例えるなら蛹であろう、まるで人を繭にして隠れている様な存在が一匹紛れ込んでいた。
「桃花姫、質問がある。」
「こ、こらミコト!皇の御前だぞ!?」
「疑問、なぜ人以外がここに紛れているか。」
周囲がざわりとなった。
当然である、ここに居るのは全員高天原に住まう住人、つまり人であると言うのが彼らの中にある。

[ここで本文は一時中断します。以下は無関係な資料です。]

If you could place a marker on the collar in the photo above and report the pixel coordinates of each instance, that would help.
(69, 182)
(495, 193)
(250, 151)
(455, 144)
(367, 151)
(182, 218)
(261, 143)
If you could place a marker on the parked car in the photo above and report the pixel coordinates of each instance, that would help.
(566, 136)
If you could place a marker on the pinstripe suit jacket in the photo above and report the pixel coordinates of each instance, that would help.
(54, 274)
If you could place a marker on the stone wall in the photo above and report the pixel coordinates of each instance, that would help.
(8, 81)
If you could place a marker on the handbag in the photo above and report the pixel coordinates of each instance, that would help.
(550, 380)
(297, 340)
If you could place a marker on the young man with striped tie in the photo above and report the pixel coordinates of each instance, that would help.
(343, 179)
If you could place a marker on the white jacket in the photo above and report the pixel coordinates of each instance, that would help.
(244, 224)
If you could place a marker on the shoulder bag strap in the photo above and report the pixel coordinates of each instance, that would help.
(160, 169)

確かに亜人なども存在するが、今ここに居るのは人間のみ。
人間以外がここに居ると言うのはあり得ないのだから。
「ミコト、どういう事だ?」
「人の皮を繭にしている存在を感知、敵対勢力か否か。」
人の皮を繭にする、それを聞いて桃花姫は焦った。
その様な事をする魔物は一種類しかおらず、それ以上にそいつは危険である。
それは餓鬼と呼ばれ、人の社会に溶け込み、内部から崩壊させ他の鬼達を呼び寄せるほどの知能がある。

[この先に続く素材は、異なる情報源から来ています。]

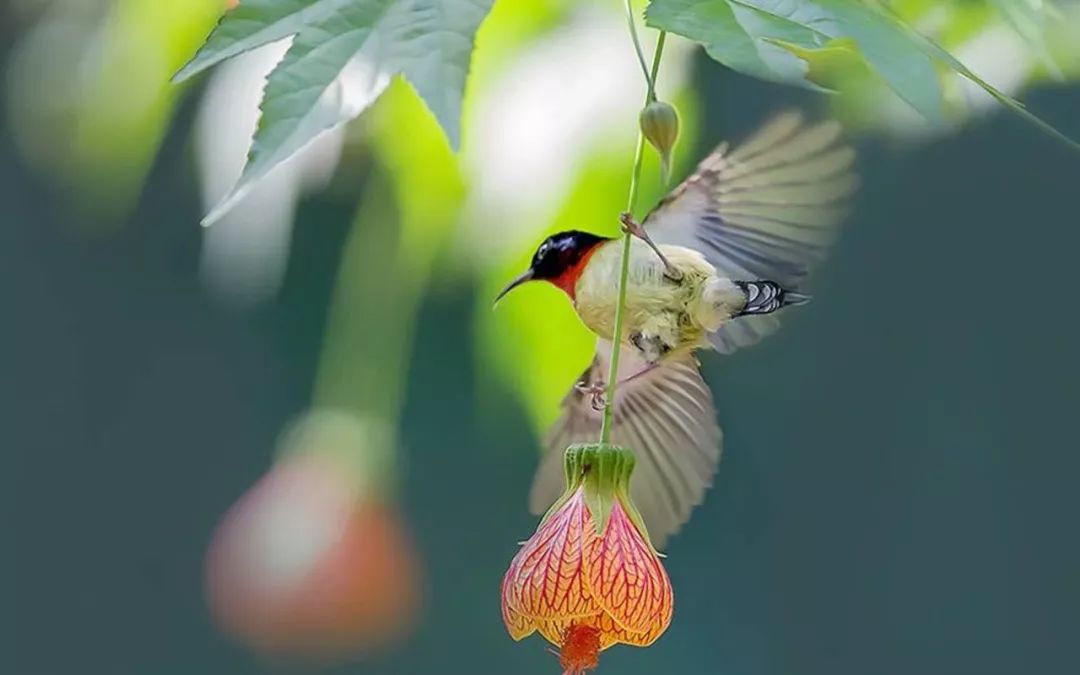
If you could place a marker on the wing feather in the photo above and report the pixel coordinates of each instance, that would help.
(767, 210)
(665, 416)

そんな奴が居たという事は上位鬼の存在や皇都に屍鬼がやってきた事もすべて説明がつく。
「くっ!人を繭にするだと!?それは餓鬼!敵だ!!」
「了解、排除を開始する。」
ミコトはすぐに左手を皇の近くに居た一人の女官に向けた。
女官は怯えて座り込んだが、ミコトは構わずにそのままエアバレットを発射した。
桃花姫は彼女の攻撃方法を知っていたからその女官が弾け飛んだと思った。
だが正確には違った、女官の後ろに隠れ、控えていた忍が弾け飛んだのだ。
その場に居る全員が唖然とした。
確かにここには万が一に備えて兵士だけでなく、忍も控えさせていた。
だがそれが餓鬼に侵食され、しかも目の前の幼女に看破されるなど誰が理解できようか。
中身ごと吹き飛んだ忍びをじろりと飛騨彦が見つめた後、一つため息をついてからまたミコトの方に向き直った。
「ミコト、と言ったな。他の忍の位置も分かっているのか?」
「肯定する、ミコトはこの部屋に居る全ての人物の位置、状態を把握している。隠れてみている者はそことそことそこ。」
全て的中していた。
だがそれは当然である、ステルス性能でもない限りミコトのスキャンから逃れる術は無い。
生き物とは生きているそれだけで何かしらの存在を示すのだ。
隠しきる事など不可能。
「なるほど、それで。お主は何が目的だ?単刀直入に述べよ。」
「ミコトはこの世界に関する知識が不足している。ミコトはこの世界について無知である。だからこの国での保護を依頼する。ミコトが提供できるのはこの力のみ。承諾を求む。」
「つまりこの国に力を貸してやるから保護しろと…?なかなか良い度胸であるな。」
そう飛騨彦が言った瞬間兵士達や桃花姫はその場から逃げ出したくなった。
部屋の気温が一気に下がるような感覚。
皇としての威厳、それが十全に出ている姿。
はっきりと言おう、その場に居る一人を除き全員が恐怖していた。
「ミコトの力はあなた達よりも上、それに桃花姫は約束を守ってくれている。それに創造主には、恩には恩で返せと言われた。ミコトはあなたがミコトを保護してくれないと桃花姫に恩を返せない。」
「よかろう、ならば桃花姫のあの離れ。そのままお主の物としよう。別に使っておらなんだ故、構わぬか桃花姫よ。」
「はっ!私に異論はございません。」
「後は報告にもあった知識、だったか…?そちらも皇の名において機密以外は読めるように手配してやろう。」
そう言うと皇飛騨彦は近くに居た文官にすぐ動けと命令を下した。
そして少し考え、女官長にも命令を出した。
「それと専属の女官もつけてやる。何かあればそいつを通すようにするがいい。」
「了解した。ミコトはあなたに感謝する。」
「桃花姫、書庫へ案内してやれ。」
「かしこまりました皇。」
頭を下げてその場を下がる桃花姫について、ミコトは部屋を出た。
ただあの場に居る全員が気づいていない事であったが、ミコトだけは飛騨彦のある違和感に気づいていた。
けれどミコトは特に気にする事はなく、そういうものなんだろうと思い、特に話す事は無かった。
それがのちにあのような事態を招くとは、ミコトの演算能力を持ってしても不可能だったろう…。